Noté cómo el padre Benigno se ponía serio porque se atusó su sotana y dio un paso más hacia el centro del conjunto escultórico del Pórtico.
– Mucho antes de que naciera Nuestro Señor, antes de que se levantara la primera iglesia cristiana del mundo, este lugar ya era sagrado. Los celtas, y aún antes de ellos los misteriosos pueblos del mar, eligieron estas colinas atraídos por la fuerza que emanaban. Las leyendas hablan de un gigante que dijo ser pariente de Noé y llamarse Túbal y que se estableció aquí para marcar su santo suelo. Levantó una torre para señalar el punto más sagrado y advirtió a los que habitaban las aldeas cercanas que se abstuvieran de acercarse a ella si no era para orar a Dios. Otros levantaron columnas parecidas por todo el orbe. En Jerusalén. En Roma. En las planicies de Wiltshire. En París. Eso ocurrió mucho antes de que nosotros les diéramos esos nombres. Pero en todos los casos hubo gentes que las visitaron atraídos por la promesa de que, desde sus cimas, se podía conversar con Dios. Después llegó otra torre, la de Babel, que buscaba lo mismo. Y tras su colapso vino Su enfado, el Diluvio y la destrucción del viejo mundo. La humanidad se envileció. Olvidó lo que había aprendido en aquellos siglos de oro en los que los hijos de Dios compartían su sabiduría con nosotros, y pronto tan sólo nos quedó la sombra de lo ocurrido oculta en los viejos cuentos y libros sagrados.

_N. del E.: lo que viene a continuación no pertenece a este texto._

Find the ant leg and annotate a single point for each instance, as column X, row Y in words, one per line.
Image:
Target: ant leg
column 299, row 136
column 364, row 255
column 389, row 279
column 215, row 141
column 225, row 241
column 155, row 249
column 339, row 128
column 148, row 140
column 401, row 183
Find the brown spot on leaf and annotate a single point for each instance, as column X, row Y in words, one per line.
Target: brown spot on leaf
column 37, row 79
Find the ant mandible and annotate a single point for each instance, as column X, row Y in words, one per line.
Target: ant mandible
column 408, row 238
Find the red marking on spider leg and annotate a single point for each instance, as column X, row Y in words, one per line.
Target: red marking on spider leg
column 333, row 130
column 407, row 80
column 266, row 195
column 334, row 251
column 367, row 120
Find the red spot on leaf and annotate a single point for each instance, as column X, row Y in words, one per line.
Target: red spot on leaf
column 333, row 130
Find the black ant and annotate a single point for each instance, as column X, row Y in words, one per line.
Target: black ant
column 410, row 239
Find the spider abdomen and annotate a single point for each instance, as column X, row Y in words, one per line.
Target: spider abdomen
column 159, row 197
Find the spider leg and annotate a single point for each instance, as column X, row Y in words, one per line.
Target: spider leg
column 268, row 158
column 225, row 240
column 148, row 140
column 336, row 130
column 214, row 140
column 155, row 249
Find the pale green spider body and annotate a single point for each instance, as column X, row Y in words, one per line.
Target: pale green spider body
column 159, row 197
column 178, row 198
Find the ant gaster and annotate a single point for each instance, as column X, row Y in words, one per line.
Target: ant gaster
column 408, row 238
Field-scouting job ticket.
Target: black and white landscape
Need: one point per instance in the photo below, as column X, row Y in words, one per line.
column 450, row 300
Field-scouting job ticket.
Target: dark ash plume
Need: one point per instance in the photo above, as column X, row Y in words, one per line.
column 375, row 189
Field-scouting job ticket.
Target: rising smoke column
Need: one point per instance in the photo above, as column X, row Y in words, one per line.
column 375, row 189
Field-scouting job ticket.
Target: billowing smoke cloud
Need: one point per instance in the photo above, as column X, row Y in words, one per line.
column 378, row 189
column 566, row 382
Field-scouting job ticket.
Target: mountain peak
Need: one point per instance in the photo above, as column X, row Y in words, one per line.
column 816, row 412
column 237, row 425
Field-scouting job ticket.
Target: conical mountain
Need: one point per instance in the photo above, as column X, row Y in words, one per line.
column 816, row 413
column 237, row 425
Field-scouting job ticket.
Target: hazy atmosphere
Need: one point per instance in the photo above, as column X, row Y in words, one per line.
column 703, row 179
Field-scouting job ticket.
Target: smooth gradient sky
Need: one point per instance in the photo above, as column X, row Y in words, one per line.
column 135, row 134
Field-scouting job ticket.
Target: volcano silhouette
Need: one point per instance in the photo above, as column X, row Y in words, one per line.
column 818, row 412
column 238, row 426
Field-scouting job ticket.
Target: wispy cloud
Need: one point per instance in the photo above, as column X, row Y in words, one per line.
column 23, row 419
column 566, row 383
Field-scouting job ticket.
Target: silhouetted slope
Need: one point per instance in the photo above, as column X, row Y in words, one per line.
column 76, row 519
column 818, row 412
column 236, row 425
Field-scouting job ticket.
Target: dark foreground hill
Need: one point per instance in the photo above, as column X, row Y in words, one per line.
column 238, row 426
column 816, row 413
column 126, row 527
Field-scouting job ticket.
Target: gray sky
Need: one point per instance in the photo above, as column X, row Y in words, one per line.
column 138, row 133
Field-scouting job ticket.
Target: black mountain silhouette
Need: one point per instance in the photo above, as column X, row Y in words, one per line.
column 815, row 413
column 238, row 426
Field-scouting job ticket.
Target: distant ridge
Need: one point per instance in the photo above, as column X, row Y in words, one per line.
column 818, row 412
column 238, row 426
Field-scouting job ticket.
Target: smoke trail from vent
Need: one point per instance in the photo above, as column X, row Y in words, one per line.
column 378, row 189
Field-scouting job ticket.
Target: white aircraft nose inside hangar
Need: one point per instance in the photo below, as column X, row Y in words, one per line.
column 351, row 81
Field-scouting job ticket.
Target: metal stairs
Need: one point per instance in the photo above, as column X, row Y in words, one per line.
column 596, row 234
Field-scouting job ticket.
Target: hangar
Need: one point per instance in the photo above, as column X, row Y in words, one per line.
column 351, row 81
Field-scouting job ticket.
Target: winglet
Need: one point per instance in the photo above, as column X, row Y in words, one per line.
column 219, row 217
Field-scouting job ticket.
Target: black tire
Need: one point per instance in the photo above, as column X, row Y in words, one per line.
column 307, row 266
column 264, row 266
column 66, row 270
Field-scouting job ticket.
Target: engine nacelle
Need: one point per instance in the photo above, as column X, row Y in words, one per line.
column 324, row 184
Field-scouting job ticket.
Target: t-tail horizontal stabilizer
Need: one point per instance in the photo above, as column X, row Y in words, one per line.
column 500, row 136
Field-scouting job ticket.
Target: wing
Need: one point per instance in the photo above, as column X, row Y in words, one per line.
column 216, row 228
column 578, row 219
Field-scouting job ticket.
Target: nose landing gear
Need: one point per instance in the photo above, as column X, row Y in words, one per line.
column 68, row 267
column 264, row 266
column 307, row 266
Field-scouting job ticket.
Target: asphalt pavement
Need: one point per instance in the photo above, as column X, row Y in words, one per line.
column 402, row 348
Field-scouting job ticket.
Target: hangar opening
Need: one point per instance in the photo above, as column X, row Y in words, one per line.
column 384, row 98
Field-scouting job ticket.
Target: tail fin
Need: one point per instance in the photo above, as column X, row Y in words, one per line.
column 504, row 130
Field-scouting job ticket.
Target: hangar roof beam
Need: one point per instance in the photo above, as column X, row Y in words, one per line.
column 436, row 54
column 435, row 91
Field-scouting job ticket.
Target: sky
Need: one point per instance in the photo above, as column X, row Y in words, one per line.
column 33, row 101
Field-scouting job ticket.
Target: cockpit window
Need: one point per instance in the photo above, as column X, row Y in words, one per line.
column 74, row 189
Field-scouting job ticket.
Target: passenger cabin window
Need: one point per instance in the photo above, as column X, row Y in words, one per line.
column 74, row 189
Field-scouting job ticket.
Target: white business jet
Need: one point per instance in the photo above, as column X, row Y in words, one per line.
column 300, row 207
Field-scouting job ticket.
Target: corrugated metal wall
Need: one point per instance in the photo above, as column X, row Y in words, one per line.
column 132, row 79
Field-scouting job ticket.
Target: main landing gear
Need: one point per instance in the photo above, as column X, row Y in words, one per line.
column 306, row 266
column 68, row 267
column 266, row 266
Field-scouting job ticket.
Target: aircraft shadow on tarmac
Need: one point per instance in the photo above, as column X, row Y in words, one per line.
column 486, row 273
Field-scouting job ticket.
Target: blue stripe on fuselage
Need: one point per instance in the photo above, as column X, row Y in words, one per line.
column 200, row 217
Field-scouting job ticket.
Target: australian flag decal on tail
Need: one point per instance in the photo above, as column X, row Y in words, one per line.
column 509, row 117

Don Benigno tiró de mí hacia el parteluz del Pórtico de la Gloria.
– Esas torres, querida Julia, no fueron un capricho de místicos. Servían realmente para enviar señales más allá de la Tierra que llamaban la atención del Ser Supremo. No obstante, sólo podían utilizarse si se disponía de una llave material, una piedra del cielo, una lapsis exillis, lo que terminó llamándose grial en la Edad Media, y otra espiritual, una invocación, un nombre que pronunciar. En Santiago el uso de esas llaves se encriptó por última vez en un libro perseguido por la Inquisición, famoso entre brujas y herejes, conocido como el grimorio de San Cipriano y del se decía que el original descansaba en algún lugar de este templo atado con una cadena. Pero no me desviaré del tema. Todos esos son símbolos que hay que descifrar. Los antiguos recurrían a ellos porque carecían de vocabulario para describir las maravillas que obraba la ciencia de la Edad de Oro, la del tiempo anterior al Diluvio.